Muchos feos arriesgados prefirieron mantener a sus hijos como indocumentados, aunque fueron los menos. El documento era un papel necesario, y si un ciudadano no lo tenía era llevado inmediatamente a la frontera con sus efectos personales para ser expulsado del reino. En la aduana, otros Catadores Bisexuales de la Belleza Humana tenían la orden de negar el ingreso a cualquier persona –turista o ciudadano- desagradable a los ojos.

Existieron feos que se dedicaron a la falsificación de documentos, por supuesto. El dictador los venció instalando documentos con hologramas (más difíciles de falsificar). Por otra parte las personas horribles eran fácilmente identificables en la calle, por lo que sus documentos eran analizados ferozmente con máquinas avanzadas para comprobar su legitimidad.

La impotencia por no alcanzar el nivel requerido de estética, impulsó a la aparición de la primera Organización Nacional de Feos (O.N.F), con el objeto de sacudir al sistema y protestar en voz alta. Sin embargo, el emprendimiento no contó con suficientes adeptos ya que muchos se negaban a aceptar públicamente su condición.
Lo cierto es que en una dictadura no tiene sentido quejarse: o se hace la revolución o se calla la boca. Y el dictador todavía no había cosechado suficientes odios como para arriesgar su cuello. Esta era su gran apuesta, a todo o nada. Y, al parecer, estaba funcionando.

Los años pasaron. Y con ellos, los feos fueron aceptando su derrota. Algunos decidieron exiliarse, y muchos otros se conformaron con matar su apellido praticando el placer con las alternativas que ofrece el sexo sin consecuencias (las posiciones no se detallan por ser demasiado burdas para una fábula, pero que las hay las hay).
La población fue cada vez más linda de ver, y la gente estaba contenta por eso. Por otra parte, el turismo en el reino se convirtió en un gran negocio, ya que todo el mundo quería rodearse de hermosura.

Finalmente llegó un día en que el dictador, satisfecho por su logro, se dejó morir. Había creado un lugar de personas rubias, altas y de ojos celestes que tuvo la astucia de llamar Hermosuralandia.
En su entierro, todo su reino lo despidió vitoreándolo con fuegos artificiales. Luego aprovecharon que estaban reunidos para acordar que el nombre era horrendo, paradójicamente, y en votación a mano alzada resolvieron cambiarlo por Suecia.

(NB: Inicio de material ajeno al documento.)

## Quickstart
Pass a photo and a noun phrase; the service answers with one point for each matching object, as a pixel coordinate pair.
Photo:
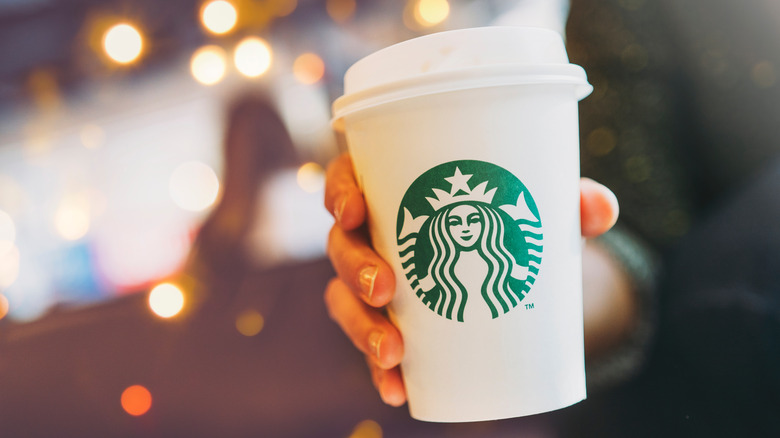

El tiempo pasó, una vez más, y la belleza se hizo costumbre. Ya nadie sorprendía a nadie. La monotonía visual hizo de Suecia uno de los países con más alta tasa de suicidios del planeta.
Hasta que un día como cualquier otro los Catadores Bisexuales se declararon en huelga definitiva suicidándose en masa. Entonces las aduanas se abrieron para siempre y, de ahí en más, cada latino, moreno o morocho con algo de carisma que pisa el país, deviene en sex symbol.

Muchos turistas ignoran el potencial de su atractivo exótico, pero los más despiertos saben que esto es cierto; como saben que lo que más atrae, lo que más se teme y lo que más se odia, es lo diferente.
Así es que, inteligentes, los latinos valientes que están al tanto, compran pasaje, hacen el viaje, desfilan sus rasgos y se traen del brazo a una modelo sueca -pituca aunque un poco seca-, para pasear a ella y su belleza por la calle, para que la gente decente se vuelva para verlos, queriendo envolverlos y volver a verlos en los diarios, donde periodistas amarillistas tienen la necesidad de escribirlos y describirlos, logrando que por esto se sientan más apuestos, por supuesto, y por sus puestos en el gobierno -que han ganado gracias a esa confianza-, les alcanza para seguir en alza, y sin pausa, decretar que se encuentran en la cresta de una ola, a la que han llegado por la sola, única razón, de haber confiado en sí mismos, y que todos deberían hacer lo mismo; esto mismo: simplismo sin caretaje, ser personas y no personajes, porque en esta vida la persona más atractiva, la que más fuerte pisa, es la que va de frente, creyendo en sí misma con total seguridad. Y esa es la verdad.